İran'ın bir uzay programı neden var? Aya mı gidecekler? Hayır. Onların amacı, üzerine savaş başlığı yerleştirebilecekleri kıtalararası balistik füze (InterContinental Ballistic Missile) geliştirmek.
Amerika Birleşik Devletleri Dışişleri Bakanı Marco Rubio
Olmaz denen oldu, Amerika Birleşik Devletleri İran'ı vurdu.

'Uluslararası hukuk' rafa kaldırılalı çok oldu.
'Haklının hukukunun' yerini 'güçlünün hukuku' aldı.
'Tüfek icat oldu, mertlik bozuldu' lafzı çoktan 'füze icat oldu' ifadesine dönüştü.
Her şey bir yana o çok söylenen, şehir efsanesine dönüşen mitler birer birer gerçek oldu.
Ne demiştik, olmaz denen oldu.
İkinci Dünya Savaşı'ndan bu yana Küba Füzeler Krizi gibi 'ha vurdu, ha vuracak' derken bu kez olan oldu ve o 'kritik eşik' aşılmış oldu.
Önce İsrail İran'ı vurdu, sonra İran İsrail'e 'mukabele' için vurdu.
Şehir efsanesine dönüşen mitlerden Fettah, Hayber, balistik, hipersonik hepsi gerçek oldu.
Bilinen bütün ezberler bozuldu.
Herkes Amerika Birleşik Devletleri müdahil olur mu, olmaz mı derken o da oldu; Amerika Birleşik Devletleri İran'ın 'nükleer tesislerini' vurdu.

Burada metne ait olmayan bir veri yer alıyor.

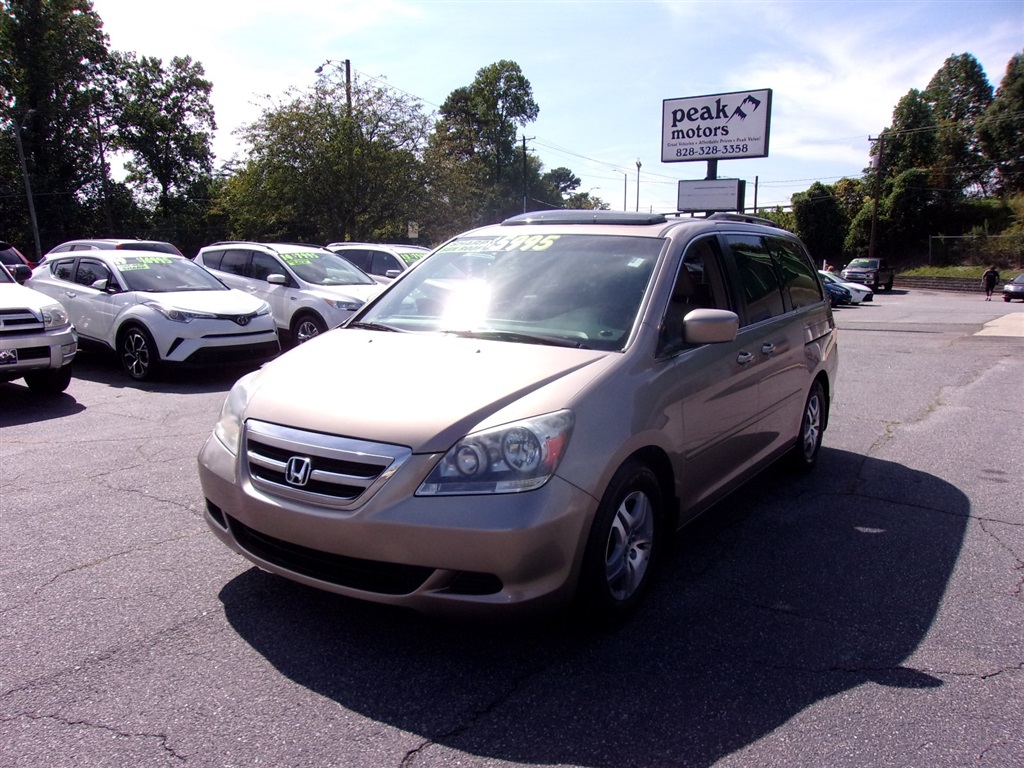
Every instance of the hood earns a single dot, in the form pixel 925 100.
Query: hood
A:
pixel 231 301
pixel 355 292
pixel 424 391
pixel 16 296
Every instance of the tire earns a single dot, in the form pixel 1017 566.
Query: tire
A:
pixel 306 326
pixel 804 456
pixel 625 545
pixel 50 382
pixel 138 353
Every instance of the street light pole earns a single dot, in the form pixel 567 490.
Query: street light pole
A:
pixel 638 184
pixel 28 183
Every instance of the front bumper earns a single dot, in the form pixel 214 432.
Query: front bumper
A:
pixel 468 554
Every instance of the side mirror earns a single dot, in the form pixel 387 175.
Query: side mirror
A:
pixel 710 327
pixel 22 272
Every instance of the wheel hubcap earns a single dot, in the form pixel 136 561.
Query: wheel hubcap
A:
pixel 630 543
pixel 136 354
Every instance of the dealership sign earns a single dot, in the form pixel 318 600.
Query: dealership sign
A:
pixel 723 126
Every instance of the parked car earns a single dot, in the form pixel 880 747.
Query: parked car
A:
pixel 585 382
pixel 157 308
pixel 1014 289
pixel 115 244
pixel 309 289
pixel 838 294
pixel 858 293
pixel 37 340
pixel 873 272
pixel 380 259
pixel 15 261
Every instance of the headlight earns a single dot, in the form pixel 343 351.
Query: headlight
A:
pixel 178 315
pixel 347 305
pixel 54 316
pixel 509 459
pixel 228 428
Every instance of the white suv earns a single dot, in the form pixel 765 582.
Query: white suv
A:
pixel 529 413
pixel 308 288
pixel 37 341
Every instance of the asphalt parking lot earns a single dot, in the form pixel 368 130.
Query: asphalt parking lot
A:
pixel 870 614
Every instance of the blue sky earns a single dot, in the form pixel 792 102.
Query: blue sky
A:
pixel 600 70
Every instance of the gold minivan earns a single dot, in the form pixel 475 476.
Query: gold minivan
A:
pixel 524 417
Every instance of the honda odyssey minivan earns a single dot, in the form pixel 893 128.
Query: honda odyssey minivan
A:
pixel 526 417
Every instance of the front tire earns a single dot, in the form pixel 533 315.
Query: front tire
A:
pixel 138 353
pixel 624 546
pixel 307 326
pixel 812 427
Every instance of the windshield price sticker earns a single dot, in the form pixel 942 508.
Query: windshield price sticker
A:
pixel 494 245
pixel 299 258
pixel 139 262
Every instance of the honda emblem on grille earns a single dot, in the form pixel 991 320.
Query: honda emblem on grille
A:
pixel 298 470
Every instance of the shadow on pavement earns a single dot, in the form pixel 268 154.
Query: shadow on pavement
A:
pixel 788 593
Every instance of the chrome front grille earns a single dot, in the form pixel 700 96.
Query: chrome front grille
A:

Diplomatik hamlenin 'sonuçsuz' kalmasının üzerinden saatler geçtikten, İran'ın 'sıfır zenginleştirme mi, savaş mı' seçeneğinde 'savaşı' tercih etmesinin hemen sonrasında olanlar oldu.
Bütün işaretler 'olmaz denilen oluyor galiba' dedirtiyordu.
Önce 'kullanılacak bombanın sayısı ve türü' ile ilgili 'tartışma' sızdırıldı.
Sonra bombayı taşıyacağı söylenen 'hayalet uçakların' güzergahı.
Hatta eşlik eden tanker uçaklarının sayısı, rotası ve üssü/üsleri.
Ve son olarak Amerika Birleşik Devletleri Başkanı Donald J. Trump'ın golf için şehirden ayrılmasına rağmen 'olağandışı bir şekilde' Beyaz Saray'a dönüşü ve 3 gün boyunca Ulusal Güvenlik Konseyi'nden istihbarat brifingi alacağı haberi 'parti başlıyor' haberiyle duyuruldu en uzun günün en kısa gecesi olan 21 Haziran 2025 Cumartesi gecesi.
Ve Amerika Birleşik Devletleri 'savaşa dahil oldu'.
Bitti mi, biter mi hiç.
Ne demiştik, gerçek olan 'şehir efsanelerine dönüşen mitler' arasına İran'ın hep o sözü edilen 'Hürmüz Boğazı'nı kapatma' mevzusu dahil olmasa olmazdı.
Velhasıl 'görmediğimiz daha ne kaldı' dedikçe sanki birileri el yükseltirtken bize de bunları izleyip 'kötü günler geride kaldı, sırada daha kötü günler var' deyişini hatırlatmak kaldı.

Çünkü Amerika Birleşik Devletleri Dışişleri Bakanı Marco Rubio'nı yukarıdaki sözü 'haklının hukukunun' yerini 'güçlünün hukukunun' almasının sınırının 'uzaya' gelip dayandığını acı bir şekilde gösteriyordu.